Foreign Minister Avigdor Liberman is expected to visit Azerbaijan by the end of
the month, in a trip indicating the flourishing of ties with the strategically
important country on Iran’s northern border.
According to the Vestnik
Kavkaza website, which covers the Caucasus region, Liberman is expected to visit
Baku on April 23 to discuss all aspects of bilateral relations.
The
schedule for the visit “remains secret,” the website said.
A spokesman
for Liberman would neither confirm nor deny the visit.
The swiftly
developing ties between the two countries was thrust into the headlines late
last month when Foreign Policy magazine ran an article claiming that Israel had
gained access to an Azerbaijan airfield to facilitate a possible attack on
Iran.
“The Israelis have bought an airfield, and the airfield is called
Azerbaijan,” the report quoted an unnamed US official as
saying.
Azerbaijani and Israeli officials denied the report. Israeli
officials suggested it was intended to derail any possible attack on
Iran.
In any case, ties between the two countries are
booming.
Azerbaijan supplies a large percentage of Israel’s oil needs,
and Israel – according to foreign reports – recently inked a $1.6 billion arms
deal with Baku.
In March, Azerbaijani officials announced the arrest of
22 people on suspicion of spying for Iran. The 22, according to the Azerbaijani
national security minister, were said to have received orders from the Iranian
Revolutionary Guards to “commit terrorist acts against the US, Israeli and other
Western state’s embassies and the embassies’ employees.”
Iran has accused
Azerbaijan of helping Israel assassinate nuclear scientists inside the Islamic
Republic.
This week, Agriculture Minister Orit Noked visited
Azerbaijan.
In November, Energy and Water Minister Uzi Landau visited the
country, as did Communications and Welfare and Social Services Minister Moshe
Kahlon.
Liberman last visited Azerbaijan, which now is a member of the UN
Security Council, in February 2010.
The Azerbaijani website News.AZ
carried an interview earlier this month with Yevda Abramov, an MP for the ruling
New Azerbaijan Party and chairman of the Azerbaijan- Israel interparliamentary
working group, who said the relationship between the countries has reached the
level of a “strategic partnership.”
Abramov said that Israel has provided
support to Azerbaijan in “creating a military and industrial complex,” and that
Israel “sells modern military equipment to Azerbaijan.”
“Today, there are
100,000 former Azerbaijani citizens in Israel. This is a large diaspora,”
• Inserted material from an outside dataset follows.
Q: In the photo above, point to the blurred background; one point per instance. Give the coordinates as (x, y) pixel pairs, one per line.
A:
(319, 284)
Abramov said. “Therefore, Azerbaijan lays big hopes on its diaspora in Israel.
This diaspora plays a very big role in bringing Azerbaijan’s position to the
international community.
Azerbaijan will continue developing close ties
with Israel.”
Asked about how Tehran viewed his country’s relationship
with Israel, Abramov said that while “Azerbaijan does not depend on Iran,” the
fact that there is a massive Azerbaijani population in Iran obligates Baku to
“use diplomatic ways to explain to the Iranian side that the Israeli arms
purchased by Azerbaijan do not target them.”
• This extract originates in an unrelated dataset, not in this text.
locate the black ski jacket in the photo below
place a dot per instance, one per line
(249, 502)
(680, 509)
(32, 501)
At the same time, he said,
“Tehran should realize that Azerbaijan is disappointed with Iran’s close ties
with Armenia.”
“Iran provides vital assistance to Armenia,” he
said.
“Had it not been for the Iranian assistance, the Karabakh conflict
would have found its solution in a very short period.
In other words,
Iran feeds vitamins to the exhausted organism of Armenia. Azerbaijan has more
grounds for complaint than the Iranian side.”